23 Aralık 2008 Salı

arda , çakırgiller ve bizim hocalar


pazar akşamından beri kalemimin ucuna geliyor ama yazsam n'olur yazmasam n'olur deyip geri dönüşü olmayan ama kısır döngüsü bol futbol muhabbettinden ikili mücadeleye girmekten imtina eden matias delgado titizliğinde kaçarken şeytan dürttü yazıyorum arkadaş. subjektif yazı olacaktır peşinen belirteyim.

malum pazar bir derbi oynandı. maç içinde ve dışında dikkatimi çeken iki nokta oldu.

maç akşamı arda turan röportajına şöyle başladı.

" ....beşiktaş oyunu çirkinleştirmedi güzel maç oldu hede hödö..." bu klişeyi on kişiyle kapanan anadolu takımlarına nazaran biraz daha açık oynayan diğer anadolu takımları için üç büyük takım futbolcuları kullanırdı bir zamanlar. bu sefer söyleyen yine 3 büyük takımınlardan birinin futbolcusu. lakin altı çizilmesi gereken nokta, söylenenin de bu 3 büyükten biri olması. tuhaf değil mi?

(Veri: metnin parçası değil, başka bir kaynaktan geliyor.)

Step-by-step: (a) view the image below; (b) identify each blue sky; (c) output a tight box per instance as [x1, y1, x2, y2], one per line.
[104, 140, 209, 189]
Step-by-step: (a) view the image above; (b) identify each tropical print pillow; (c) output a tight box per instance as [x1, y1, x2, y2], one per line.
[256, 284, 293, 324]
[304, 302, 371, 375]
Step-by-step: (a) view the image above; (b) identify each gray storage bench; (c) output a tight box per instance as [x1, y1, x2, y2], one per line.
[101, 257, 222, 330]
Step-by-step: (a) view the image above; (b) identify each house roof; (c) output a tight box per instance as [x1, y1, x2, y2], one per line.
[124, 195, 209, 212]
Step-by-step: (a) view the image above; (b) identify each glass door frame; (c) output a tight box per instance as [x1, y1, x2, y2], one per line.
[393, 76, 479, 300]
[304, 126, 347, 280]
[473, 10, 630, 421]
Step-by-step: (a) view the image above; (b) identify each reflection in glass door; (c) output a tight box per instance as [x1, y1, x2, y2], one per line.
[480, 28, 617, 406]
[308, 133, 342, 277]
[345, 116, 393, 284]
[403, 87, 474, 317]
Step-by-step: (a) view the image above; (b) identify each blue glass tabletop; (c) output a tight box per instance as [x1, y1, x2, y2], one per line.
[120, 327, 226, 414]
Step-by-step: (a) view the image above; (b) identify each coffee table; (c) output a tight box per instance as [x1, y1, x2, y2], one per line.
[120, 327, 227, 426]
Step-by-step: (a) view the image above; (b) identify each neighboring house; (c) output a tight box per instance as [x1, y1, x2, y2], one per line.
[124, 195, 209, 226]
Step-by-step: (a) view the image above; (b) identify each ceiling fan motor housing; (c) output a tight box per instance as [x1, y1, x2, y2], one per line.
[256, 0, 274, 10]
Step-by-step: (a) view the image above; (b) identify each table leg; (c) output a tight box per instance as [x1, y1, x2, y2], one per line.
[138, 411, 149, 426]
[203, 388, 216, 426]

arda turan olaya böyle bakıyor. deplasmana gelmiş açık oynayan ama kimsesi olmayan sıradan bir anadolu takımı. özellikle son iki yıldır "hakem müessesi" de arda gibi bakıyor. yani iki büyük bi tarafa kalan 16 takım öte tarafa. elbetteki onlarla değil tüm 18 takımla eşit olsun beşiktaş. adil olunsun, bir standart olsun falan. tek tek saymaya gerek yok. hakemin kafasına top atmalar, gözüne sokarcasına parmak sallamalar, ispanyolca iltifatlar öte yandan nadia komanechi'ye taş çıkartan artistlikler, tabanlar, tekmeler tolere edilirken, bir takım stadlara bazı hakemler giremezken, bir başka büyük kobay olarak kullanılıyor sanki. samiyende, saraçoğlunda cepten çıkarılamayan kartlar inönüde hazır elde bekletiliyor. benzer golü bjk atınca kural oluyor kitap defter yazıyor. ama yediği zaman hiç bir kitap yazmadığı gibi kılıfta hazır oluyor çoğu zaman. yadsınamaz gerçek şu ki "ama öyle ama böyle" ister komplo teorisi deyin ister maliye ya da evrim teorisi neyse artık ocak 2004 den bu yana sistemli ya da sistemsiz bir futbol asilmiyasyonu var. "ama içerden ama dışardan". hiç bir zaman süper olmayan türkiye ligi ispanya'nın barca-real hemegonyasına benzer bir ikili sisteme yürüyor. hatta ispanya çok uç oldu kalitesine yazık olur. arada deportivo valencia vs. giriyor araya. celtic-rangerslı iskoç ligi daha uygun olur. hazır dünyanın eeeennn büyük derbisini de biz oynuyoruz. var mı bize yan bakan. o yüzden ne kadar bağırsalar boş, şampiyon anadolu'dan efes'ten kapadokya'dan ziganadan çıkacak diye. 6 takım zirvede, zevkli çekişmeli lig hurafelerini geçsinler. onlar sadece "çeşni" olurlar.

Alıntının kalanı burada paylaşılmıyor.